Alors , puisque d’un côté comme de l’autre, ici pour les proclamer, là pour les dénoncer, mes valeurs étaient présentées comme étant droitières, il fallait me rendre à l’évidence : j’étais donc de droite. Depuis des années, je tenais un discours de droite, comme Monsieur Jourdain faisait de la prose, sans le savoir. Plus sérieusement, un syllogisme imparable me plaçait devant cette évidence: mes valeurs font ce que je suis, or la gauche et la droite me disent toutes deux que lesdites valeurs sont aujourd’hui de droite, je suis donc désormais de droite. Peu importe, d’ailleurs, le nom que l’on donne à ceux qui portent les idées qui me sont chères. Là où elles sont, je suis. Là où elles iront, j’irai. Sauf si je change ou évolue, ce qui est toujours de l’ordre du possible car la première des hygiènes intellectuelles est de savoir penser contre soi-même. Mais sur les fondamentaux, sincèrement, je ne pense pas un jour modifier ma pensée, au risque d’y perdre mon identité.
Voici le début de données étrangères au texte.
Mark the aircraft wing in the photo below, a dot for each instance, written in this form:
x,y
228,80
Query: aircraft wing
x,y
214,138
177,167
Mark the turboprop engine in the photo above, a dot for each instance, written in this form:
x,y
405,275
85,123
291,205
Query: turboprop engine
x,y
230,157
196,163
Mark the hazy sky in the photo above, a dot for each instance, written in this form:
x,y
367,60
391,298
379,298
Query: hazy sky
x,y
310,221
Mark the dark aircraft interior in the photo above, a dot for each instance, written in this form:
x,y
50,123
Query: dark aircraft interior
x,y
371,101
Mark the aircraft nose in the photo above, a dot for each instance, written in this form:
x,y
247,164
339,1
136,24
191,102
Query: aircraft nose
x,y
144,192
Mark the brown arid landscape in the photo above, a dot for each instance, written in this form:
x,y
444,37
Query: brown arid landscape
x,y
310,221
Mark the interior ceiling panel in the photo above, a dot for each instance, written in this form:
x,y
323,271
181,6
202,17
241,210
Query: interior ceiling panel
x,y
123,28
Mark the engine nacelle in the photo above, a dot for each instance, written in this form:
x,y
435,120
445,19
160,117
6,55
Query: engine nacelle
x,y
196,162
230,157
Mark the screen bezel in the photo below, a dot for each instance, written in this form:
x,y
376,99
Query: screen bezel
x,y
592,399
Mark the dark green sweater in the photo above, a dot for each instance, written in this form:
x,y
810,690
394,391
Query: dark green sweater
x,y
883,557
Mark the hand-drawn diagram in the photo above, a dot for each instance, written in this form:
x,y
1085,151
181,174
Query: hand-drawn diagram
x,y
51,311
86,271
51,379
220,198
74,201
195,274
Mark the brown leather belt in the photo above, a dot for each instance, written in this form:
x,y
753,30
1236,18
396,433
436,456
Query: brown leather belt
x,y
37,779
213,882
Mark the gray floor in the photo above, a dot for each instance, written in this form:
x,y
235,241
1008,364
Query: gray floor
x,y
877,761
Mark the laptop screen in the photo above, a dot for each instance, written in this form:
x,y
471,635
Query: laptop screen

Évidemment ceci ne veut pas dire que, dans l’action, la droite au pouvoir ne se renia pas. Loin s’en faut ! Sinon elle ne serait pas dans l’état de déliquescence où elle est aujourd’hui. Mais, au moins, la bataille culturelle était gagnée. Car aujourd’hui je suis convaincue que nombreux Français sont « de droite » sans même le savoir, en ce sens que leurs valeurs et leurs espérances, identiques à celles que je listais plus haut, sont aujourd’hui explicitement défendues par la droite (plus timidement et par d’encore trop rares rénovateurs pragmatiques à gauche, souvent exclus de leur parti ou privés de responsabilités). Mais le problème, c’est que, comme moi autrefois, ils ne le savent pas. Et si personne ne le leur dit en les plaçant devant les évidences, ils resteront persuadés qu’ils sont là où les médias mainstream leur répètent qu’ils sont : ailleurs, nulle part ou dans le camp du Bien autoproclamé dont ils ne partagent plus, pourtant, les idées essentielles. D’autant plus que la supercherie du macronisme, grand fourre-tout des valeurs et projets défendus à droite et à gauche, a brouillé les limites et a rassemblé pour l’instant une grande partie des déçus. Dans l’action, il reste néanmoins, par son obsession de la taxe, sa bien-pensance aveugle sur le plan sociétal, sa collaboration avec le communautarisme et l’islam politique (sans doute en espérant le contrôler ainsi) plutôt de gauche.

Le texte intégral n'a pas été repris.